In looking closely at A Vengeful Longing’s cover, I realize that it, like the front of Axe, was created for UK publisher Faber and Faber by a London design group called Blacksheep, which has been responsible in the past for the fronts of books by David Lawrence, Reg Gadney, R.S. Downie, and Graham Hurley. Both of these Morris jackets are particularly affecting, but The Gentle Axe remains my favorite. It also apparently won over the bright marketing folks at the U.S arm of Penguin, who chose to substitute Blacksheep’s design in place of a much more staid cover concept (by Gabrielle Wilson) that was featured on Penguin’s American hardcover edition of Axe. The cover above is of the U.S. paperback edition, released in March of this year.

It’s actually a composite of several images. The first is a stock shot from Seattle, Washington-based Getty Images, titled “Snowy entranceway to an estate near Saint Petersburg.” (To find the original photo, go to the Getty Images main Web page and type this shot’s catalogue code, “ngs0_4425,” into the Search box.) Unfortunately, the name of that estate isn’t given, but perhaps somebody more familiar than I with the historical architecture of St. Petersburg, Russia, can supply such information. In any event, the original shot shows a woman with some sort of bag in her right hand, walking calmly through the snow toward that manse, between precisely planted, parallel rows of trees. In Blacksheep’s slight refashioning, the woman has been removed, and in her place we see a running boy, trailed by blood-dappled footprints. This combination suggests that the story to be found within offers both pursuit and murder, as it certainly does. (Taglines on the front of the British hardcover edition--“St. Petersburg, 1867. Blood on the streets. Secrets in the shadows.”--were completely superfluous.)

Significant here, too, is the use of a simple, vertically oriented, sans-serif typeface for this book’s title. It pops out nicely (in part because it picks up the deep red of the blood spatters), and stands in notable contrast to the visual complexity of the Russian estate as well as to the smaller, serif-bearing type used elsewhere on this paperback cover. All in all, a successful combination of image and typography, attracting an audience in search of crime fiction with a dark but thoughtful demeanor.

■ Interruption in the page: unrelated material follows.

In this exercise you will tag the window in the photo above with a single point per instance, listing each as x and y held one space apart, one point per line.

British author Morris reports that he has at least two more Porfiry Petrovich novels in the works: A Razor Wrapped in Silk, which he says “draws heavily” on Dostoevsky’s 1869 novel, The Idiot; and what he describes as “[t]he final book in my intended quartet,” inspired by 1872’s The Devils (aka The Possessed). If those can maintain the quality and investigative intensity of this series’ first two installments, they should do well. Especially if Blacksheep is given the commission to design their covers.

2 comments:

Uriah Robinson said...

I found the UK edition cover of A Vengeful Longing was evocative of both the city and the period and had a hint of mystery.
I am certainly looking forward to reading numbers 3 and 4 in this series.
My review of A Vengeful Longing can be found at:
http://www.eurocrime.co.uk/reviews/A_Vengeful_Longing.html

Josephine Damian said...

So many writers are forced to make due with awful book covers, but this one dazzles in its simplicity.

Loved it the first time I saw it on MySpace. I bought CRIME AND PUNISHMENT recently (I shamefully admit to never having read it) with the intention of reading THE GENTLE AXE after that.